Magic is an amazing game. I think the best game ever made. And I want as many people as possible to play Magic. I think Magic is very approachable from a game standpoint, but […] one of the cool things about Magic is that Magic is what you want it to be. If I go play Monopoly, well, Monopoly is Monopoly or Scrabble is Scrabble, it is what it is. But in Magic, we have over 28,000 cards. You choose what your deck is and your deck gets to be a reflection of you in a way that few other games really can match. I mean, D&D is the only other game I can think of that really has that amount of customizability to your experience.
Part of it is: I want to play elves! I want to play goblins! Part of it is: What elements of gameplay do I want? But part of it also is: Hey, I want to express who I am and what I am. And one of the things that’s so important is who you are as a person, the things you represent — you want to see that. Today, we made a reference to Alesha [who is a transgender woman in the fiction of Magic]. That was a really powerful character. There were a lot of people that just don’t see themselves represented in games. And the amount of mail I get… I mean, it’s so important to people. I talk to people constantly and it really, really means something to people.
The thing I was just trying to explain is, it’s very easy when all your life you’ve seen yourself in everything you’ve ever done. Maybe you just don’t understand that’s important because you’ve never not had it. You’ve never experienced not having it. And so that is why this has been true from Wizards from way, way, way back. I mean, we were saying “he or she” on cards when no one even talked about stuff like that.

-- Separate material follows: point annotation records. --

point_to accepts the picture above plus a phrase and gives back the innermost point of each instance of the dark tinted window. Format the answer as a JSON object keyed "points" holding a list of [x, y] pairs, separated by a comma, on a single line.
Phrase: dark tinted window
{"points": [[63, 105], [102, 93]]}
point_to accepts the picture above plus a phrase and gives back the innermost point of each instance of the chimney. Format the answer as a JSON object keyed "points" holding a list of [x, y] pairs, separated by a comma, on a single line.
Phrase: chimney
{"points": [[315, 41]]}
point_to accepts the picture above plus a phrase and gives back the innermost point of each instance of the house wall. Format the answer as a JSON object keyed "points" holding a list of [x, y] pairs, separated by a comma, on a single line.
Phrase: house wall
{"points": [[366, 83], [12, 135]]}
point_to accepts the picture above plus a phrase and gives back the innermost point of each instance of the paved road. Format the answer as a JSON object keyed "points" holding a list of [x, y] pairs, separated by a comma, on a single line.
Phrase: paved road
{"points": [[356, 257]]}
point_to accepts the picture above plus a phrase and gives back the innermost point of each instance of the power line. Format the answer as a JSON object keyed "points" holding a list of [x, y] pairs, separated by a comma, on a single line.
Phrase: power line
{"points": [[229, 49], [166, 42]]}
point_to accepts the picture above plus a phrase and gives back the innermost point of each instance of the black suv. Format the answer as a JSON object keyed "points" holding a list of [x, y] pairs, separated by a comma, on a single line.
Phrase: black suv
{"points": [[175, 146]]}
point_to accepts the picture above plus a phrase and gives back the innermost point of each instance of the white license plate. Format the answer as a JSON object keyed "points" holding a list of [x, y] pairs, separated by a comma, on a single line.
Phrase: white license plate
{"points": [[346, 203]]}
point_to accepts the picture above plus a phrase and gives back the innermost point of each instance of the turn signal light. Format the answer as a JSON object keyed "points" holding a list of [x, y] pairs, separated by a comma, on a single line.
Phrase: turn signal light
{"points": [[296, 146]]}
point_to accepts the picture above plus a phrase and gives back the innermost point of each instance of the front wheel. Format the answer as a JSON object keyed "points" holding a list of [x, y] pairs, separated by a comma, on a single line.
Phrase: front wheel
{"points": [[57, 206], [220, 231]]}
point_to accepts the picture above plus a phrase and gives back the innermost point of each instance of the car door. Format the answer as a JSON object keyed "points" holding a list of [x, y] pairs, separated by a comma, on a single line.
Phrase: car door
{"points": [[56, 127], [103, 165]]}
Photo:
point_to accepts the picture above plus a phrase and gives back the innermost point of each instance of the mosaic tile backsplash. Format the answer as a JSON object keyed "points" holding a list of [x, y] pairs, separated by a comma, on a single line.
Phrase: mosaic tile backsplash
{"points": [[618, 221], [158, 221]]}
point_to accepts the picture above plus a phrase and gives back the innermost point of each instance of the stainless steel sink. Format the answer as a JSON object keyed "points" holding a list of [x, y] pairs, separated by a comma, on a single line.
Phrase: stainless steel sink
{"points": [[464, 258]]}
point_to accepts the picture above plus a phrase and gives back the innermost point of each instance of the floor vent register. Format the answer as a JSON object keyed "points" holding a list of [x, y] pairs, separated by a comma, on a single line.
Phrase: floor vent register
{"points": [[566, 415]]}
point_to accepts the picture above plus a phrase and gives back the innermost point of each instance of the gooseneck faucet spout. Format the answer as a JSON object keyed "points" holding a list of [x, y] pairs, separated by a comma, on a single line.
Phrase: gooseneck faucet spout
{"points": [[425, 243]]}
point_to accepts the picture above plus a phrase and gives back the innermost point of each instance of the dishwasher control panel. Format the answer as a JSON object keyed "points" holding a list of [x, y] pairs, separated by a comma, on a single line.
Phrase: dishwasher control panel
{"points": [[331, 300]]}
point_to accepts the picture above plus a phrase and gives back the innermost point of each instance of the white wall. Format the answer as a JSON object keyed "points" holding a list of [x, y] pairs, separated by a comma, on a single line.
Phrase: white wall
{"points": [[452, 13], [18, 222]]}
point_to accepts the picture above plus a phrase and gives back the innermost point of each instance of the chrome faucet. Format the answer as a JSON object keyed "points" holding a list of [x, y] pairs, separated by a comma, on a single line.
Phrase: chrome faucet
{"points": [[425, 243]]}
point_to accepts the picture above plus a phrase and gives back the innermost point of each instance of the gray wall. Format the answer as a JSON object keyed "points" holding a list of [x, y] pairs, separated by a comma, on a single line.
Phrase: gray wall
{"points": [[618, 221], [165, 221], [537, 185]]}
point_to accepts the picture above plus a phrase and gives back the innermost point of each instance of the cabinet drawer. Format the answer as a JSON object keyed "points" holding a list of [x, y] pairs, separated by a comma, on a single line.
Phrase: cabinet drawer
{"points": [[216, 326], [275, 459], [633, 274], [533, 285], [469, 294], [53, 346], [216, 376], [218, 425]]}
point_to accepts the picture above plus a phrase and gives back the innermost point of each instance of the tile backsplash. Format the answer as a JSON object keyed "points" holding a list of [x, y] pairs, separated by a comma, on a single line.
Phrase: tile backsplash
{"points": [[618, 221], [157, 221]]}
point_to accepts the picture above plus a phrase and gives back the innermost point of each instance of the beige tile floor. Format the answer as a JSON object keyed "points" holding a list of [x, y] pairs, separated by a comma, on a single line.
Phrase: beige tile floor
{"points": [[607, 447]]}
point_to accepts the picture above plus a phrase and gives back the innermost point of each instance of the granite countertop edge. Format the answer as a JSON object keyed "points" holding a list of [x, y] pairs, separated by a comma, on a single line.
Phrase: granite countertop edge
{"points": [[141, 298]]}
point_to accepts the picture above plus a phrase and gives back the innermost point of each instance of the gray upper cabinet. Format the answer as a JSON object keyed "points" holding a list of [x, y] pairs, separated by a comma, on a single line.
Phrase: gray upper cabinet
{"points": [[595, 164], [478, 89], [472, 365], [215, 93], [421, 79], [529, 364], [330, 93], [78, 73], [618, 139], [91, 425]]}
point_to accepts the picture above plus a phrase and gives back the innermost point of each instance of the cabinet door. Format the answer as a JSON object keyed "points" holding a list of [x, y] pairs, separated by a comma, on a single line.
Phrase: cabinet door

And so from the very beginning, we’ve wanted to be a game that is representative of all. That has always been important to us. And even now, I mean the reason I answered on the blog is I felt like if ever there’s a time just to hear that again, now’s the time. Sadly the world is not as reflective of that as it should be and that we care about it. I wanted to make sure that no matter what is happening, we still care about that.